Extract the underlying raster values for each feature in the polygon layer
The raster_extract()
function comes in handy to apply raster::extract()
on stars
objects. It’s used here inside mutate
to add new variables with the extracted values for each species (it’s vectorized for each feature 😎).
primates_meso <-
primates_meso %>% mutate(
hfpMean = raster_extract(hfp_meso, primates_meso, fun = mean, na.rm = TRUE),
hfpMax = raster_extract(hfp_meso, primates_meso, fun = max, na.rm = TRUE),
hfpMin = raster_extract(hfp_meso, primates_meso, fun = min, na.rm = TRUE)
)
primates_meso %>%
st_set_geometry(NULL) %>%
knitr::kable()
We can pull the data sans the geometry using st_set_geometry(NULL)
and have a look at the extracted values.
binomial | hfpMean | hfpMax | hfpMin |
---|---|---|---|
Alouatta palliata | 9.087961 | 50.00000 | 0.000000 |
Alouatta pigra | 5.716039 | 47.00000 | 0.000000 |
Aotus zonalis | 7.390708 | 42.41053 | 1.000000 |
Ateles fusciceps | 3.870575 | 18.04213 | 1.000000 |
Ateles geoffroyi | 8.495973 | 50.00000 | 0.000000 |
Saguinus geoffroyi | 6.306356 | 42.41053 | 1.000000 |
Saimiri oerstedii | 10.727800 | 40.78853 | 3.002395 |
Lastly, we can plot everything together with ggplot2
. This quick and simple map could be customized further with various grammar of graphics touches, but for now it looks pretty good.
ggplot() +
geom_sf(data = divpol, color = "gray", fill = "light grey") +
geom_stars(data = hfp_meso, downsample = 10) +
scale_fill_scico(
palette = "lajolla", na.value = "transparent",
name = "Human Footprint",
guide = guide_colorbar(
direction = "horizontal",
title.position = "top"
)
) +
guides(fill = guide_colorbar(title.position = "top")) +
new_scale_fill() +
geom_sf(data = primates_meso, aes(group = binomial), color = "black", fill = "blue", alpha = 0.01) +
geom_sf(data = divpol, color = "black", fill = "transparent", size = 0.1) +
geom_text_repel(data = labelling, aes(X, Y, label = binomial), alpha = 0.5, fontface = "italic") +
hrbrthemes::theme_ipsum_ps() + labs(x = "", y = "") +
coord_sf(
xlim = c(limsMeso["xmin"], limsMeso["xmax"]),
ylim = c(limsMeso["ymin"], limsMeso["ymax"])
) +
scale_x_discrete(expand = c(0, 0)) +
scale_y_discrete(expand = c(0, 0)) +
theme(
legend.position = c(0.2, 0.1),
panel.background = element_rect(fill = "#EAF7FA"),
panel.border = element_rect(colour = "black", fill = "transparent"),
legend.background = element_rect(fill = "white")
)

One last plot, again using one facet per species to avoid overlap.

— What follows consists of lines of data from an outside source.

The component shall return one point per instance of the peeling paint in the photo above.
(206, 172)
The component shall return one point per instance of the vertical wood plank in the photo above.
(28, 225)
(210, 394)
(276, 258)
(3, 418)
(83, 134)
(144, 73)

Note the use of ggnewscale
functions to use one fill for the raster and one for the polygon features.
ggplot()+
geom_sf(data=divpol,color="gray",fill="light grey")+
geom_stars(data = hfp_meso,downsample = 10) +
scale_fill_scico(palette = "lajolla",na.value="transparent",
name="Human Footprint",
guide = guide_colorbar(
direction = "horizontal",
title.position = 'top'
))+
guides(fill= guide_colorbar(title.position = "top"))+
new_scale_fill()+
geom_sf(data=primates_meso,aes(group=binomial,fill=binomial),color="black",alpha=0.8)+
scale_fill_brewer(type = "qual")+
facet_wrap(~binomial)+
geom_sf(data=divpol,color="black",fill="transparent",size=0.1)+
hrbrthemes::theme_ipsum_ps() + labs(x="",y="")+
coord_sf(xlim = c(limsMeso["xmin"], limsMeso["xmax"]),
ylim = c(limsMeso["ymin"], limsMeso["ymax"]))+
scale_x_discrete(expand=c(0,0))+
scale_y_discrete(expand=c(0,0))+
theme(legend.position = c(0.6, 0.1),
panel.background = element_rect(fill="#EAF7FA"),
panel.border = element_rect(colour = "black",fill = "transparent"),
legend.background = element_rect(fill = 'white'),
strip.text = element_text(face = "italic"))

Nice and simple. Any feedback is welcome.